Nov 24 13:01:47 loghost sentinal[13580]: test4: start dfs thread: /opt/sentinal/tests
Nov 24 13:01:47 loghost sentinal[13580]: test4: monitor disk: / for 85.00% free
Nov 24 13:01:47 loghost sentinal[13580]: test4: monitor file: test4- for retmin 3
Nov 24 13:01:47 loghost sentinal[13580]: test4: /opt/sentinal/tests: 87.06% blocks free
Nov 24 13:01:47 loghost sentinal[13580]: test4: start exp thread: /opt/sentinal/tests
Nov 24 13:01:47 loghost sentinal[13580]: test4: monitor file: test4- for retmin 3
Nov 24 13:01:47 loghost sentinal[13580]: test4: monitor file: test4- for retmax 25
Nov 24 13:01:47 loghost sentinal[13580]: test4: start wrk thread: /opt/sentinal/tests
Nov 24 13:01:47 loghost sentinal[13580]: test4: command: /usr/bin/zstd -T4
Nov 24 13:01:47 loghost sentinal[13580]: test4: monitor file: test4- for size 1024MiB

(In this example, /opt is in the / filesystem)

Build, Install

sentinal requires the pcre2-devel package for building the software.

# cd sentinal
# make
# make install

Create a systemd unit file and add it to the local systemd directory, or run

# make systemd

to install an example as a starting point.

Edit /etc/systemd/system/sentinal.service as necessary.

# systemctl daemon-reload

Test INI Files

sentinal provides two options for testing INI files. -d|--debug prints INI file sections as parsed, where the output is similar to the input. -v|--verbose prints INI file sections with the keys evaluated as they would be at run time, including symlink resolution and relative to full pathname conversion.
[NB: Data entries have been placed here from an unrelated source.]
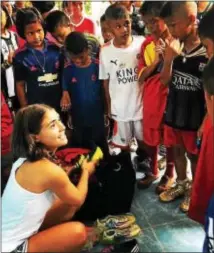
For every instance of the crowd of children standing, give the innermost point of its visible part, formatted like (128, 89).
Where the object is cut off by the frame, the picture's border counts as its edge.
(155, 84)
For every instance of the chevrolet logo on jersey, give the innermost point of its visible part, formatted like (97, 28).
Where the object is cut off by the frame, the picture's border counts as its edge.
(48, 78)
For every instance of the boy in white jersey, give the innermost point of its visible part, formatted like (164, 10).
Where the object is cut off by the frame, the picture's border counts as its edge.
(118, 69)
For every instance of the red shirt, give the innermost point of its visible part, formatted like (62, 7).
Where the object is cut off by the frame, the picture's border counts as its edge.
(154, 92)
(6, 126)
(21, 42)
(203, 185)
(85, 26)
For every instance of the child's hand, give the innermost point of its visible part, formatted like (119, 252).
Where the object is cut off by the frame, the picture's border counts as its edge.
(89, 166)
(65, 102)
(173, 49)
(10, 57)
(160, 49)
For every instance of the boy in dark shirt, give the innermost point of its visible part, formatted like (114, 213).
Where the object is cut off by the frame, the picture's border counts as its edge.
(83, 90)
(201, 196)
(184, 61)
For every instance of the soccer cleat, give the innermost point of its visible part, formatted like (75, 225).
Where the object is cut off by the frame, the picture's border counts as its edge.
(116, 236)
(130, 246)
(115, 222)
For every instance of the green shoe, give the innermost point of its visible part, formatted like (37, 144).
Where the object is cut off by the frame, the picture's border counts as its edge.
(115, 222)
(115, 236)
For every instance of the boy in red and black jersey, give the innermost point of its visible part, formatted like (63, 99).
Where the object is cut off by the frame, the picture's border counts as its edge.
(203, 186)
(184, 62)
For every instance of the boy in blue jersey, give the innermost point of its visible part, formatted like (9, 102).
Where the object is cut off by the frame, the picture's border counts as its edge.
(83, 90)
(37, 64)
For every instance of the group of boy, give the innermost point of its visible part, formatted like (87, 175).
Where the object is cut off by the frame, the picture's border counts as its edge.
(153, 89)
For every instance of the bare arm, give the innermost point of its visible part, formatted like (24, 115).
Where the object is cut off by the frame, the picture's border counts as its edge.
(107, 97)
(20, 89)
(147, 71)
(173, 49)
(166, 72)
(59, 182)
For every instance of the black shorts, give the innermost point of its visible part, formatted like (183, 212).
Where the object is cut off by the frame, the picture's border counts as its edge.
(21, 248)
# systemctl enable sentinal
# systemctl start sentinal

Useful commands for monitoring sentinal:

# journalctl -f -n 20 -t sentinal
# journalctl -f _SYSTEMD_UNIT=example.service
$ ps -lT -p $(pidof sentinal)
$ top -H -S -p $(echo $(pgrep sentinal) | sed 's/ /,/g')
$ htop -d 5 -p $(echo $(pgrep sentinal) | sed 's/ /,/g')
# lslocks -p $(pidof sentinal)
# pmap -X $(pidof sentinal)

Examples of on-demand log rotation:

# systemctl reload sentinal
# pkill -HUP sentinal
# kill -HUP $(cat /path/to/pidfile)


  • Linux processes writing to pipes block when processes are not reading from them. systemd manages sentinal to ensure sentinal is always running. See README.fifo for additional information about FIFO behavior.
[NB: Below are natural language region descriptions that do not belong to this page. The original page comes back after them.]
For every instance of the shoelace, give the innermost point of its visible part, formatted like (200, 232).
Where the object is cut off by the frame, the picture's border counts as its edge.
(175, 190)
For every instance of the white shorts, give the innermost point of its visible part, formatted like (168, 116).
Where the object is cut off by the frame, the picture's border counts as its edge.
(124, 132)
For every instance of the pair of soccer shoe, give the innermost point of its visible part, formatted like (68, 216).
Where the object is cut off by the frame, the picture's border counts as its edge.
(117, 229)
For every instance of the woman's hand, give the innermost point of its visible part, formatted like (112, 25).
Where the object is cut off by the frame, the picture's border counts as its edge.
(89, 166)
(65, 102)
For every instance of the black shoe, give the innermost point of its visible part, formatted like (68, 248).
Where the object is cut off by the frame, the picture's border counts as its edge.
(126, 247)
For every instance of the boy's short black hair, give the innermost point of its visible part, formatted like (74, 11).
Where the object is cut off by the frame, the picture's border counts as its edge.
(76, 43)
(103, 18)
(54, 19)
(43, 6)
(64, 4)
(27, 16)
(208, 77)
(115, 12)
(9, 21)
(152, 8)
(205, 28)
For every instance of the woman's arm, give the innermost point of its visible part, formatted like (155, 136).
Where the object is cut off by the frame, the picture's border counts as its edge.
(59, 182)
  • The default pipe size in Linux is either 64KB or 1MB. sentinal increases its pipe sizes on 3.x.x and newer kernels to 64MiB. Consider this a tuning parameter that can affect performance.

  • In the inline compression example, zstd can be changed to a different program, e.g., gzip or (p)bzip2, though they are slower and may impact the performance of the writer application.
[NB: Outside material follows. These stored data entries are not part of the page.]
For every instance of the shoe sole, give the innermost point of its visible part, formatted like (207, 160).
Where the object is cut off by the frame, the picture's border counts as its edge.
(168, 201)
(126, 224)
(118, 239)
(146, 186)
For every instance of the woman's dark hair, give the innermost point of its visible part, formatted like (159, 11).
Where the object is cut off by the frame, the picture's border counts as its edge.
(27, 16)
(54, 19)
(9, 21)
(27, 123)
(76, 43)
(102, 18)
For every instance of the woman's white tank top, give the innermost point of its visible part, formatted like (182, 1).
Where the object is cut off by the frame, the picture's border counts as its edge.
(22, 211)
  • For inode management, sentinal counts inodes in dirname, not inodes in the filesystem.

  • sentinal reports free space for unprivileged users, which may be less than privileged users' values reported by disk utility programs.

  • The rotatesiz key represents bytes written to disk. When command is a compression program, log rotation occurs after sentinal writes rotatesiz bytes post-compression. If rotatesiz is unset or zero, the thread requires manual or cron-based log rotation.

  • sentinal removes empty directories within dirname when rmdir is true. To preserve a single directory, create a file in the directory with a file name that does not match pcrestr, for example, .persist.

  • sentinal does not descend into directories in other filesystems, similar to find dir -xdev.